Making sure you only have one instance of a script running

One of my tasks in my current job is to build large indexes for our Sphinx powered search engine. This sounds pretty simple, but when you have 2,000,000 records that have, in turn, one-to-many relationships with other records, you can be processing a huge amount of data at any given time.

The script that I wrote to gather the data in preparation for indexing was a little heavy on the memory side of things and it was a huge problem when that script had not completed in time for the next cron job, which would evidently start a giant snowball as for every instance of the script, it ran slower, so there would be no end in sight and we’d have to manually kill all the processes. Thats not a great solution for many reasons, but when data integrity is of the utmost importance, you can’t just go killing your scripts willy nilly.

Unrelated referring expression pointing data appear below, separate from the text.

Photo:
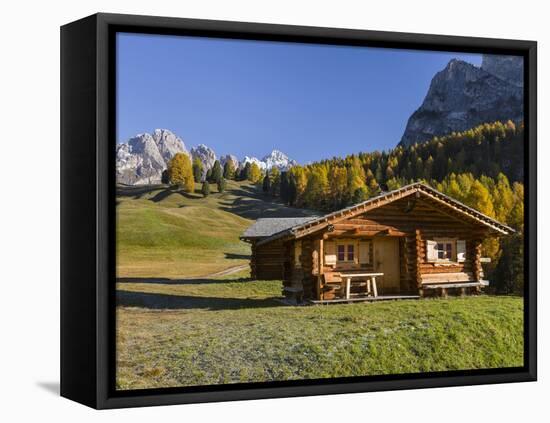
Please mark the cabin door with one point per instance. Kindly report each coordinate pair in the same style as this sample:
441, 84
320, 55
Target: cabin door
386, 261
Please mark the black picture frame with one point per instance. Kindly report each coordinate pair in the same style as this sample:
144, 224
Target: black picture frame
88, 209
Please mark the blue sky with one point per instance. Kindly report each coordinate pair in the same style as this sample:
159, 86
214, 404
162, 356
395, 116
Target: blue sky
249, 97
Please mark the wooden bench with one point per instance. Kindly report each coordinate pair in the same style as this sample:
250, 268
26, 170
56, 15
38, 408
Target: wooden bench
454, 277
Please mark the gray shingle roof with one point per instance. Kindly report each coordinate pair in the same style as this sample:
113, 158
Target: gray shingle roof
269, 226
275, 228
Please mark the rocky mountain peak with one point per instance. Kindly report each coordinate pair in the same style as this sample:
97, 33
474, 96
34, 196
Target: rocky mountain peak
278, 159
508, 68
460, 97
168, 143
230, 158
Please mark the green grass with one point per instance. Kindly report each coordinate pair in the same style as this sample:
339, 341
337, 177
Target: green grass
167, 233
177, 325
233, 330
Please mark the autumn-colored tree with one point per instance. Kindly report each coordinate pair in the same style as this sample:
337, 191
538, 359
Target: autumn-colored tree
221, 185
197, 169
275, 177
255, 173
180, 172
205, 190
217, 172
229, 170
266, 184
300, 182
165, 178
338, 187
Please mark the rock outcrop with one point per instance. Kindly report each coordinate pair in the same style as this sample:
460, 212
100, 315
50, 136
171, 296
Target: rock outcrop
143, 158
462, 96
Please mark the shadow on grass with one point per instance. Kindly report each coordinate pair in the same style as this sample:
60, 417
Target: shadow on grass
168, 281
155, 301
136, 191
161, 195
234, 256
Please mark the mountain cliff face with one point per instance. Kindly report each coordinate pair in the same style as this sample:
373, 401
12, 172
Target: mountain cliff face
278, 159
206, 155
143, 158
462, 96
230, 158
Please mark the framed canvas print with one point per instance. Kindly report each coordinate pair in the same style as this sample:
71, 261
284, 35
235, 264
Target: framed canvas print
254, 211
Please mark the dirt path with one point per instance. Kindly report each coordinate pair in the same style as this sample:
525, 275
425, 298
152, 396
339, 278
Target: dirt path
225, 272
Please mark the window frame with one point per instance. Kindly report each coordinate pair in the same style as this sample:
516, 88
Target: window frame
346, 245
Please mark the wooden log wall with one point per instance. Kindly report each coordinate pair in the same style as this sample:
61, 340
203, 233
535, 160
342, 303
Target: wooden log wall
307, 267
268, 261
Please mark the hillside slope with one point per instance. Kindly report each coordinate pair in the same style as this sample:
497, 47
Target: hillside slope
165, 233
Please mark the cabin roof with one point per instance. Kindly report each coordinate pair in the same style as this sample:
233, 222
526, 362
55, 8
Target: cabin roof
297, 229
268, 226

I found a great little class written by Chris Hope at electrictoolbox.com that touches a file and writes the scripts Process ID (PID) to the file so any other instances can check that file to see if their own PID is in there, if its not their PID, they die. Otherwise, they can continue. Also, if the file exists, but the PID inside the file is not valid anymore (ie the script was killed and had no opportunity to remove the file) the new instance can still run. Its a two-stage check.

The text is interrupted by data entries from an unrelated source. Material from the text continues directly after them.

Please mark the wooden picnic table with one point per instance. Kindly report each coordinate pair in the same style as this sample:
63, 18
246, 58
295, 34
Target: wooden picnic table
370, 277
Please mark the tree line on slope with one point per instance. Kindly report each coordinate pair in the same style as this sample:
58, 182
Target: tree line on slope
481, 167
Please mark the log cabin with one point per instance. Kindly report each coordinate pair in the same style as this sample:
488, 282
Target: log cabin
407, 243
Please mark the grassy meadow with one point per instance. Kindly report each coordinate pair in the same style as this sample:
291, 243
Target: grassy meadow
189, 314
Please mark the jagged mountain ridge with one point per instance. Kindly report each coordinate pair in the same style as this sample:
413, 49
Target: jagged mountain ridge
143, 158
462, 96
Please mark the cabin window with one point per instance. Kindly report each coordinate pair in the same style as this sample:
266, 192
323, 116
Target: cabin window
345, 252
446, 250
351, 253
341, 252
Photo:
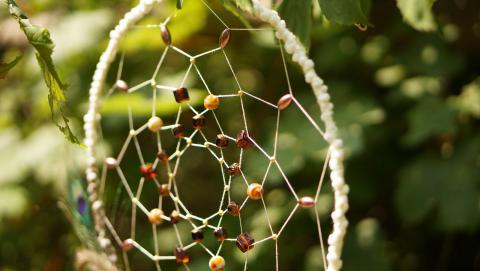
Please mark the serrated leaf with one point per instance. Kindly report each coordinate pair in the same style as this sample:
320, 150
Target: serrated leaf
6, 67
39, 38
418, 14
298, 16
346, 12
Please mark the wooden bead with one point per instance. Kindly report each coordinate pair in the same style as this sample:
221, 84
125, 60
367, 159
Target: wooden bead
255, 191
155, 216
211, 102
154, 124
217, 263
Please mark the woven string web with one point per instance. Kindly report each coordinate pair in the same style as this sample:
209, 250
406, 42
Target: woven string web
163, 170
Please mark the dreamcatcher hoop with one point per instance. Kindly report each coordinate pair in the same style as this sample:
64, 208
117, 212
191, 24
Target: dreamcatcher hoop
293, 47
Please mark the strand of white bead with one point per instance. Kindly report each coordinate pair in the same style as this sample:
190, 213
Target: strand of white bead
299, 55
92, 117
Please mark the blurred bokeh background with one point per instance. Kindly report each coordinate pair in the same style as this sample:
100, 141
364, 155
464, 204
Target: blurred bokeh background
407, 104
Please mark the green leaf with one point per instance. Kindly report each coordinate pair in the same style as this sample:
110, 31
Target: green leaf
298, 16
39, 38
346, 12
418, 14
6, 67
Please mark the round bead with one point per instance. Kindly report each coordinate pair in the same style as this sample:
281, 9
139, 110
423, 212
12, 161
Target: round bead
255, 191
155, 216
216, 263
154, 124
306, 202
284, 101
211, 102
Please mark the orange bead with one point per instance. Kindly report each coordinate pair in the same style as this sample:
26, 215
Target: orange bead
255, 191
211, 102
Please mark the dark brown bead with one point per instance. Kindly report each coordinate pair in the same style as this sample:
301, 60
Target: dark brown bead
220, 233
198, 121
234, 169
163, 190
181, 255
284, 101
245, 242
181, 95
222, 141
166, 37
174, 217
233, 208
197, 235
179, 131
148, 172
162, 156
224, 38
243, 140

I have made a few small adaptations to the original class and my version is here;

<?php
    class pid
    {
        protected $filename;
        public $already_running = false;

        function __construct($directory)
        {
            $this->filename = $directory . '/' . basename($_SERVER['PHP_SELF']) . '.pid';
            if(is_writable($this->filename) || is_writable($directory)) {
                if(file_exists($this->filename)) {
                    $pid = (int)trim(file_get_contents($this->filename));
                    if(file_exists('/proc/' . $pid)) {
                        $this->already_running = true;
                    }
                }
            } else {
                die("Cannot write to pid file '$this->filename'. Program execution halted.\n");
            }

            if(!$this->already_running) {
                $pid = getmypid();
                file_put_contents($this->filename, $pid);
            }
        }

        public function kill()
        {
            // Make sure this script owns the file before we delete it...
            $pid = (int)trim(file_get_contents($this->filename));
            if(file_exists('/proc/' . $pid) && $pid == getmypid()) {
                unlink($this->filename);
            }
        }
    }

Can can be used like so;

<?php
    class newclass
    {
        public function __construct()
        {
            if ($this->checkPid()) {
                // Continue...
                $this->killPid();
            }
        }

        private function killPid()
        {
            $this->pid->kill();
        }

        private function checkPid()
        {
            $this->pid = new pid('/tmp');
            if ($this->pid->already_running) {
                print 'Already running. Exiting.' . PHP_EOL;
                exit;
            } else {
                return true;
            }
        }
    }

The main difference is that I don’t use __destruct() as I wanted to be able to call a kill() method. The other notable difference is that my version does not use posix_kill() and instead checks that the process file in /proc exists. Keep in mind that this will not work on Windows or Mac operating systems as the /proc directory is unique to Linux. The reason I made this change is that posix_kill requires a PHP extension.

Thanks to Chris Hope for the original class.